Ce livre s’appuie sur l’étude de quatre échecs historiques de mise en place d’un régime politique suprémaciste blanc (prônant la supériorité de la race blanche sur les autres et donc un devoir d’expansion et/ou de domination sur les autres races) : la Confédération sudiste et le Klu-Klux-Klan aux États-Unis, l’apartheid en Afrique du Sud, le Troisième Reich d’Hitler en Allemagne et enfin le mouvement « nationaliste » ukrainien post-URSS.
Lucien Cerise y expose les raisons de ces échecs et constate qu’elles sont relativement constantes : le suprémacisme blanc est un mouvement voué à l’autodestruction parce qu’il n’est ni réaliste ni rationnel, il ne prend pas en compte la réalité telle qu’elle est mais fantasme le réel de manière romantique et émotionnelle, presque adolescente, et sur une toile de fond ésotériste. Cette immaturité idéologique du suprémacisme blanc le rend vulnérable à toutes sortes de manipulations et d’intrusions par des pouvoirs politiques qui savent parfaitement ce qu’ils veulent et comment y parvenir. Ainsi, les quatre suprémacismes mentionnés se sont systématiquement retrouvés infiltrés et détournés vers un but extrinsèque allant in fine contre leurs intérêts objectifs. On trouve ainsi pêle-mêle une Confédération sudiste dirigée par un suprémaciste juif, l’apartheid sud-africain piloté par le franc-maçon Cecil Rhodes qui détruira le seul projet viable de cohabitation blancs-noirs des Afrikaners, un Troisième Reich occultiste et précurseur du transhumanisme, et enfin un national-socialisme ukrainien compatible avec la « société ouverte » pro LGBT et pro métissage !
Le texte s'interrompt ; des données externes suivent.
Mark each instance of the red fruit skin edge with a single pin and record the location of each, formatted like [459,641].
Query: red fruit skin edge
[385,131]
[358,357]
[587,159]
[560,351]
Dans les faits et conceptuellement, le suprémacisme (blanc, ici) est une doctrine qui mène inéluctablement à son autodestruction, au terme d’une dialectique interne, parfois aidée par des puissances extérieures poursuivant des intérêts propres. Aujourd’hui en Europe, ce suprémacisme blanc s’incarne dans le délire mondialiste, futuriste, techno-scientifique et transhumaniste que le Quotient Intellectuel supérieur des Blancs est seul censé pouvoir produire et qui mène le peuple blanc à sa disparition dans le métissage interracial mais aussi avec les machines. Là encore, le suprémacisme blanc est en train de scier la branche sur laquelle il est assis, et le bénéficiaire du crime ne sera certainement pas l’autochtone européen historique ! Il faudra donc que le suprémacisme blanc, même s’il peut accessoirement servir de « mythe mobilisateur » au sens de Georges Sorel, cède la place à un nationalisme blanc cohabitant avec les autres nationalismes autochtones. Un nationalisme ancré dans le réel, en lien avec une nature qui contient l’homme et n’en devient pas le contenu, conscient des notions de frontière et de limite ainsi que de la nécessaire pluralité ethnique des peuples.
On retrouve dans ce livre tous les centres d’intérêts de Lucien Cerise depuis vingt ans : ingénierie sociale, géopolitique, philosophie du langage et de la communication, appliqués ici au suprémacisme blanc.